Christian Rivera, 13, of the Hawkins Street School called the program “educational.” “It’s one thing reading about it, but to learn from someone who experienced it — that’s a privilege,” he said.
Dino Branco, 14, also of the Hawkins Street School, added, “I was really interested because this guy experienced it by his true self.”
James underscored the importance for such ceremonies, even in a city with few Jewish residents. “Twenty-eight years ago, we were the only city in New Jersey to say ‘Never Again,’” he told the crowd. “People would say ‘why’? We don’t have a large Jewish community here. I said, ‘You forgot.’” He then listed a roster of accomplishments of Newark Jews who attended the city’s famed Weequahic High School. James quoted Martin Luther King, Jr., saying, “An injustice anywhere is an injustice everywhere,” adding a quote from philosopher Edmund Burke: “‘The only way evil can triumph is for good men and women to do nothing.’”
Luciano brought current events into the conversation.
“It is one thing to be swept up in the street because you’re black. But it’s quite another for your entire community — your mama, sisters, brothers, grandparents, aunts, and uncles — to be put into a cattle car, to be identified by a star on your coat,” said Luciano, the city’s director of communications.

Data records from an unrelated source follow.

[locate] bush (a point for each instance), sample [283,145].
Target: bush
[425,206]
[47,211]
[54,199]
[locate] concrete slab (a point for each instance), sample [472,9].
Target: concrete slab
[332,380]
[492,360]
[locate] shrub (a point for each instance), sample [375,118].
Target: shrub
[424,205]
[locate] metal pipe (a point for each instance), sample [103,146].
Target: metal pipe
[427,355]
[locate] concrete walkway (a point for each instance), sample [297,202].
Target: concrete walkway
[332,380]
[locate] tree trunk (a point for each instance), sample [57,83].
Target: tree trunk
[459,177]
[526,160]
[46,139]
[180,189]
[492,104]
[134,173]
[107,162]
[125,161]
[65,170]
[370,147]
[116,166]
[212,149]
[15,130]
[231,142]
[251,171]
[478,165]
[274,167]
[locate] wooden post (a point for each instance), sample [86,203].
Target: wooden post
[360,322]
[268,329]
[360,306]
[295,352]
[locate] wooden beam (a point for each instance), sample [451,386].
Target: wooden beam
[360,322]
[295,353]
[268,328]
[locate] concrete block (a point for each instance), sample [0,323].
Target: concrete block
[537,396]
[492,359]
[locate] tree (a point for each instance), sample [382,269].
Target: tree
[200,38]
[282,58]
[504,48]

“Don’t think it can’t happen here,” he said. “When money gets tight, people turn on one another. In Poland [non-Jewish] people shared Shabbos, went to people’s bar mitzvas, and then turned on their neighbors and turned them in.” He urged his audience to embrace and celebrate their diverse identities and each other.

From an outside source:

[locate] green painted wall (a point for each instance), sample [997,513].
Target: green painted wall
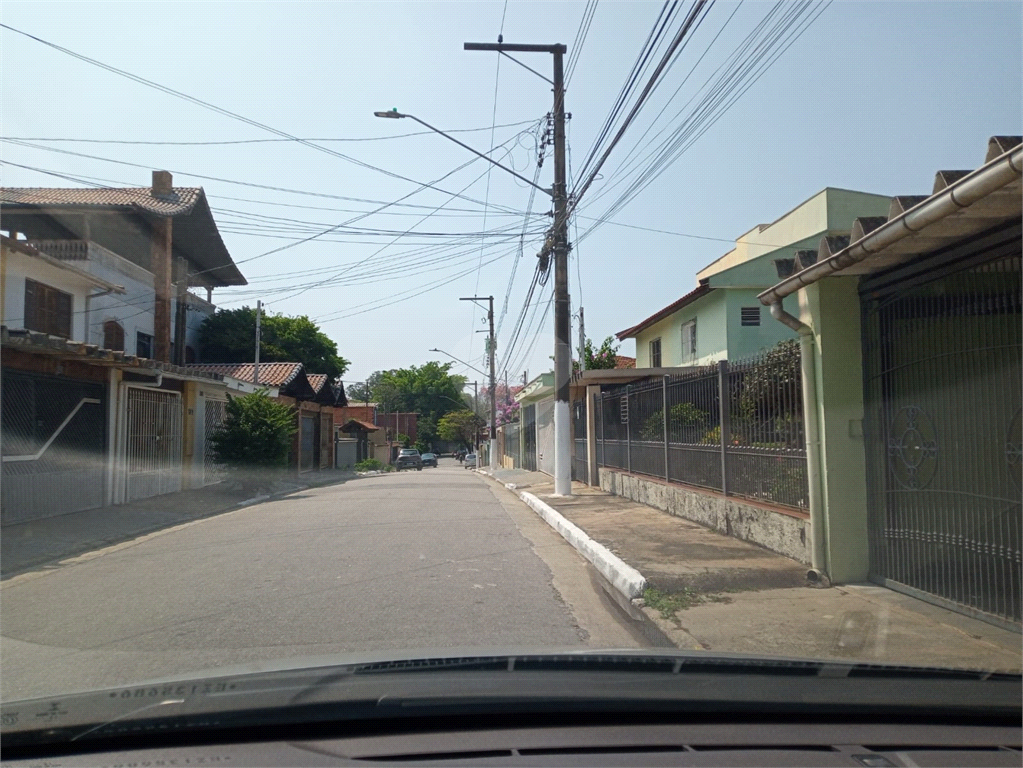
[712,333]
[831,307]
[747,341]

Luciano also addressed the Jews in the audience.
“I believe this town is going to be a city on a hill,” said Luciano. “But I want more Jews in town. I hope you’ll come back. They say the Jews left in ’67 because of the riots. Well, your ex wants you back. Come on, y’all!”

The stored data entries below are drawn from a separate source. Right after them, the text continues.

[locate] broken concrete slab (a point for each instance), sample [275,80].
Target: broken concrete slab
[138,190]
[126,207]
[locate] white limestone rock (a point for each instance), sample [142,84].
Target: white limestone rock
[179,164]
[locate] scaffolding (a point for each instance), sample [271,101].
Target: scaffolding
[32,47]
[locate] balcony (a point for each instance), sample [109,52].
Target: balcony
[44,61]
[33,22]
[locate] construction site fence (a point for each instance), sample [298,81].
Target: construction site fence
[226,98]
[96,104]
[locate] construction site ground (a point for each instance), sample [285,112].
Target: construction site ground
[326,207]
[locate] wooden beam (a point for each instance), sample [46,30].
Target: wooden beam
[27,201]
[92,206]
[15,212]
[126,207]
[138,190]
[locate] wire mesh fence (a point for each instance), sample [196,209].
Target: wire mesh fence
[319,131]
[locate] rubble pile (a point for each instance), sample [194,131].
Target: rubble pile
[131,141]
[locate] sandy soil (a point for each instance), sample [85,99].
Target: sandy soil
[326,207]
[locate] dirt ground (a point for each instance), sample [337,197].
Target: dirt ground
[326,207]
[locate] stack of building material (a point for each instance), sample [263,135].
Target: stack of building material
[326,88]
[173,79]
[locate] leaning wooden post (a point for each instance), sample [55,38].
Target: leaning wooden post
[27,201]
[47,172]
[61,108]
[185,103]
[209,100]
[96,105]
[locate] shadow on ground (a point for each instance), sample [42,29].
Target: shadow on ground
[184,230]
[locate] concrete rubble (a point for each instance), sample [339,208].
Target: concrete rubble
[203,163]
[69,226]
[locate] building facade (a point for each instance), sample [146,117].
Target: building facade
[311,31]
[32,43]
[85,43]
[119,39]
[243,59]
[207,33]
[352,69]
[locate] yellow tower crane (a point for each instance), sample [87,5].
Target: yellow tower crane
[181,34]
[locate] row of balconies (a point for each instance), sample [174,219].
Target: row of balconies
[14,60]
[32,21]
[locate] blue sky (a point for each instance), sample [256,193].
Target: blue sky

Max recalled his ordeal in a German slave labor camp.
“Work or die. The formula was that simple. They took my winter coat and pulled my gloves off my hands,” he recalled. “Move forward, march. When those guarding us pointed their rifles to the ground, it meant lie down. When they took my coat and gloves, I thought we were going to a shelter. No. The road was covered with snow and ice. But we were told to lie down. Without a winter coat or gloves for the next 80 or 90 nights that’s the way we slept.”
Max lost 45 pounds during 90 days in captivity; he and two army buddies summoned the strength to flee their Nazi captors. Max spent 10 months in a military hospital on Staten Island.
“There’s a big difference between a POW and a slave labor camp. But this was a class unto itself, a kind of captivity little reported because so few Americans were forced into that lifestyle,” he said.
Gerda Bikales, a survivor from Livingston who attended with her husband and adult son, was moved by the city’s gesture.
“It’s wonderful that the city of Newark wants to do it,” she said. “It’s a city with financial struggles, and that it’s willing to put out to remember the Holocaust and to bring in these children, students —it’s wonderful.”